O valor de excesso de liquidez do sistema bancário nacional não era até agora conhecido. Segundo o Dinheiro Vivo, que se apoia em dados do Banco de Portugal (BdP) – relativos a 29 de julho –, o conjunto dos bancos da Zona Euro tinham 913 mil milhões de dinheiro parado, fundamentalmente constituído por depósitos, não só os relativos aos clientes como também ao pecúlio depositado junto do BCE, onde as taxas de juro negativas castigam a banca que procura aí um porto seguro. No início de setembro, o valor disparou para mil milhões, um recorde histórico do Eurosistema.
“A existência da liquidez em volume considerável e a política de baixas taxas de juro do BCE fazem com que o custo do crédito seja hoje baixo, procurando incentivar o investimento e o consumo. Em Portugal, a procura por financiamento bancário está francamente abaixo da capacidade de oferta dos bancos. Por outro lado, é relativamente baixa a procura de crédito que satisfaz os critérios de concessão e de gestão de risco que os bancos estão obrigados a cumprir”, disse Faria de Oliveira, presidente da APB.
“Como os níveis de capital dos bancos não estão num nível ótimo e o crédito malparado ainda é um grande peso nos balanços, é natural que os bancos estejam menos propensos a emprestar. Ou, dá-se outro dilema: a banca só quer emprestar a boas empresas que não pretendem endividar-se e não a quem procura crédito, que são as empresas com maior risco creditício. Como as famílias portuguesas são das mais endividadas do mundo, é também compreensível que muitas não queiram aumentar o crédito. Daí a tendência para acumular liquidez”, explicou, por sua vez, Rui Bárbara, economista do Banco Carregosa.
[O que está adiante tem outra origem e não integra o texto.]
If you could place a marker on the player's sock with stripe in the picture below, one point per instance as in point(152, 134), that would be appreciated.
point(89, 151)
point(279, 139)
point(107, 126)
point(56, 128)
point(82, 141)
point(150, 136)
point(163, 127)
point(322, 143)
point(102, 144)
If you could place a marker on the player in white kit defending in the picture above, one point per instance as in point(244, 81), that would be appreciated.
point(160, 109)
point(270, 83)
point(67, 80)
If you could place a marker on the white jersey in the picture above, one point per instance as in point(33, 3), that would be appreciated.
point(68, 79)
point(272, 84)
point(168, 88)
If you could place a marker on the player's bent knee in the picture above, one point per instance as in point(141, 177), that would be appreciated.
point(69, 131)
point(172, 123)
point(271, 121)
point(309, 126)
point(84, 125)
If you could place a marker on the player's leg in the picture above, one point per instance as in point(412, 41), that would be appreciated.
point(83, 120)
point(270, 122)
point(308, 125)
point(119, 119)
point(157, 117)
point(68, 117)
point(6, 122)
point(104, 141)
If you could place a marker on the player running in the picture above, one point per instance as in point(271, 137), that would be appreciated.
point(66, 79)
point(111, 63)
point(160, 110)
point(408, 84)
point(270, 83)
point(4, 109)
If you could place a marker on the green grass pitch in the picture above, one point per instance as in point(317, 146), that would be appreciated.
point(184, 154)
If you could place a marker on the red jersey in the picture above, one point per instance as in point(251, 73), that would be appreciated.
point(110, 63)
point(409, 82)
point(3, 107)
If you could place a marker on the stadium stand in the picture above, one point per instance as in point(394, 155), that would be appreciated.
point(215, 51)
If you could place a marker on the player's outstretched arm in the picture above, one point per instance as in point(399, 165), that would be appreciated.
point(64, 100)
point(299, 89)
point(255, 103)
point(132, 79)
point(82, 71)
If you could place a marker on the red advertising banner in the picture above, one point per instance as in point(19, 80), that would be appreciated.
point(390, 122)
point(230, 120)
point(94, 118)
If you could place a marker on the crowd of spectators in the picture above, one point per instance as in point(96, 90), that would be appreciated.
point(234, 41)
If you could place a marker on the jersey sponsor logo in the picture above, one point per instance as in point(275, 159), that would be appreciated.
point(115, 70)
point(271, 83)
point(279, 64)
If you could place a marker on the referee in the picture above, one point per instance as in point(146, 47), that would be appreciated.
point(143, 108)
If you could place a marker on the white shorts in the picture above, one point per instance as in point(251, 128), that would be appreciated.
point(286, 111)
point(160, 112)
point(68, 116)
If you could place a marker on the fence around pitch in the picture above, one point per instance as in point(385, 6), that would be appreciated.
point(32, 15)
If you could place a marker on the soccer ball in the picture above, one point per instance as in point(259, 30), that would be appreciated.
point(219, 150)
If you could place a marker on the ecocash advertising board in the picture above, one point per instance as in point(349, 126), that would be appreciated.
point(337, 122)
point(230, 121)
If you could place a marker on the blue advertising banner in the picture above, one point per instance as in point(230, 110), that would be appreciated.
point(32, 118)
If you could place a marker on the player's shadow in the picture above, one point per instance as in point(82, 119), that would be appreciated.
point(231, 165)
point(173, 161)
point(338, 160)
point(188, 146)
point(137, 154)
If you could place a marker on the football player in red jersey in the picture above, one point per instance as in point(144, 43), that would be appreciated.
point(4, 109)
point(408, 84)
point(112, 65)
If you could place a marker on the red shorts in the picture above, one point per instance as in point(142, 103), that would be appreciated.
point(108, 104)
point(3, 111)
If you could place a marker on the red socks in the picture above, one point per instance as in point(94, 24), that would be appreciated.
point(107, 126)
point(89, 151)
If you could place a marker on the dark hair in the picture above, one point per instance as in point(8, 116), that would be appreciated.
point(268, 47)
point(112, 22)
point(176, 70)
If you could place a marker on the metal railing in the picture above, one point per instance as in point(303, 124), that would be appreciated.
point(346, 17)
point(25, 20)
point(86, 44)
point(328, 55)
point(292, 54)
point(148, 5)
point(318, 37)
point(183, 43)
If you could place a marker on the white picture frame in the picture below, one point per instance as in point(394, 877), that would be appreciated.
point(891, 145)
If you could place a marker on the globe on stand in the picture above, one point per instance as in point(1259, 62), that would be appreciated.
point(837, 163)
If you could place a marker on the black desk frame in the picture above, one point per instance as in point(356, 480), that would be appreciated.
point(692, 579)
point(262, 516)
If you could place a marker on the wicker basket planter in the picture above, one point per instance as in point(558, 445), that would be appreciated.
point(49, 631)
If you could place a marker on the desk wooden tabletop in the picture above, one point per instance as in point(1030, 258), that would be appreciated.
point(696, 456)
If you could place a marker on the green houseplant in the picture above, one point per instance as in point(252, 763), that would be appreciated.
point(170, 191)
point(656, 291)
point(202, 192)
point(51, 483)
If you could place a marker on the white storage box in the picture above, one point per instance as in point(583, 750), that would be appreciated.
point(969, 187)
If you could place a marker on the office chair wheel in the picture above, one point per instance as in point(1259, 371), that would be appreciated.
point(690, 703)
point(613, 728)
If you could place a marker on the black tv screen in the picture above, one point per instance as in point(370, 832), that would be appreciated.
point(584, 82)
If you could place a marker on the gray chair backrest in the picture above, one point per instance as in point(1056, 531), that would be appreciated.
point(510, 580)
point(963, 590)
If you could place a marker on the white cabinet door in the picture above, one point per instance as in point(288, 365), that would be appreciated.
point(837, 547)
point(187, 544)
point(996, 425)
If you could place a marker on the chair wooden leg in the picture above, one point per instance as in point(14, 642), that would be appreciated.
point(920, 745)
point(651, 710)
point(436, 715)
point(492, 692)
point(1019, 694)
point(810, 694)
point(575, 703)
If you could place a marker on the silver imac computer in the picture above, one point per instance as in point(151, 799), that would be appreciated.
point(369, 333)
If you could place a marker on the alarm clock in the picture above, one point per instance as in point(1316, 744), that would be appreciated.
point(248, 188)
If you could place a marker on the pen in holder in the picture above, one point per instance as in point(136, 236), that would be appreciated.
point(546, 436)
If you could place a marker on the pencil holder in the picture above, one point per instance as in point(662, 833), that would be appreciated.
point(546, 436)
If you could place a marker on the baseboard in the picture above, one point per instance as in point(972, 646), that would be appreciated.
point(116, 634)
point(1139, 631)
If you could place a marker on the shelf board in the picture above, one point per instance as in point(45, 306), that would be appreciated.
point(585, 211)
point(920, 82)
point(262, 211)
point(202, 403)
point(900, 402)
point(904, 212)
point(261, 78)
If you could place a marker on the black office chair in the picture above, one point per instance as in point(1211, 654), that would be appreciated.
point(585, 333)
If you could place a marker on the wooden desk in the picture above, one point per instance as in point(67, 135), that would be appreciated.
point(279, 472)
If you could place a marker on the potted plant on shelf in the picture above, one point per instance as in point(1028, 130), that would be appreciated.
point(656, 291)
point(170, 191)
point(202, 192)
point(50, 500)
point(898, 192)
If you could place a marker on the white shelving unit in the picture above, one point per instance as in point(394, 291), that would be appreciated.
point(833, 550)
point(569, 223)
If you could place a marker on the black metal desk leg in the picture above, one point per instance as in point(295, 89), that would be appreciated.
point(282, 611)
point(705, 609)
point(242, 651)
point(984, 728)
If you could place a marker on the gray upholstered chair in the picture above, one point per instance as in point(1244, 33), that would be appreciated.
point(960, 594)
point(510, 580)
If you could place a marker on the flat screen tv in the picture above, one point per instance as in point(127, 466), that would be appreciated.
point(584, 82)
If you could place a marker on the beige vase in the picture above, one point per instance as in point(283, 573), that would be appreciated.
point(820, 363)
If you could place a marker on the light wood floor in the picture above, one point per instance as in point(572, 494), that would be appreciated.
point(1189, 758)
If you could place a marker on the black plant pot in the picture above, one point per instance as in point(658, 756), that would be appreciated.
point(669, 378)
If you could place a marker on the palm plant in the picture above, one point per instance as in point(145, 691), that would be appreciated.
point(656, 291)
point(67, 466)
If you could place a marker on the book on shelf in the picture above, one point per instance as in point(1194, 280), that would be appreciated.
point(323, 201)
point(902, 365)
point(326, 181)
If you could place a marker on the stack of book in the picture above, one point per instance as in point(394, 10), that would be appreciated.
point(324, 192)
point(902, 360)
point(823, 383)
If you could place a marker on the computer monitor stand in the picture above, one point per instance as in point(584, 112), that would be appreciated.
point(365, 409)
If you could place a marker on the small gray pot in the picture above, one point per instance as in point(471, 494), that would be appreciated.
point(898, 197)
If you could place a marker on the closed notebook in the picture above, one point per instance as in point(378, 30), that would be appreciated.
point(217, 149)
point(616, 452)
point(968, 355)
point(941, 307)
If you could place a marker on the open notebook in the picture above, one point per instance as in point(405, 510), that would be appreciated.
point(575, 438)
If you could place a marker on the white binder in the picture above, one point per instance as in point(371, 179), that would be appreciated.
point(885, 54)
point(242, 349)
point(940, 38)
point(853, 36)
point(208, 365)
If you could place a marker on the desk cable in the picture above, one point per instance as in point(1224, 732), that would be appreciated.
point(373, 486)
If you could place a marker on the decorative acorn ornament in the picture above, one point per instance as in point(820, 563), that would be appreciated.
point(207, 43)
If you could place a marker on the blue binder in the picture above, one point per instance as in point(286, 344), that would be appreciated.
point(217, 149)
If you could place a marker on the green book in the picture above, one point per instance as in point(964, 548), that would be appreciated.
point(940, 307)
Para Faria de Oliveira, “as novas regras de Basileia III trouxeram exigências acrescidas quanto às almofadas de liquidez (de elevada qualidade) que os bancos têm, obrigatoriamente, de deter e que ultrapassa as reservas mínimas que, historicamente, a banca sempre teve de deter”. “O objetivo, com estas recentes novas imposições a nível europeu, é o de reforçar a solidez dos balanços das instituições e justifica, também, o excesso de liquidez existente na Europa”, frisou, citado pela publicação.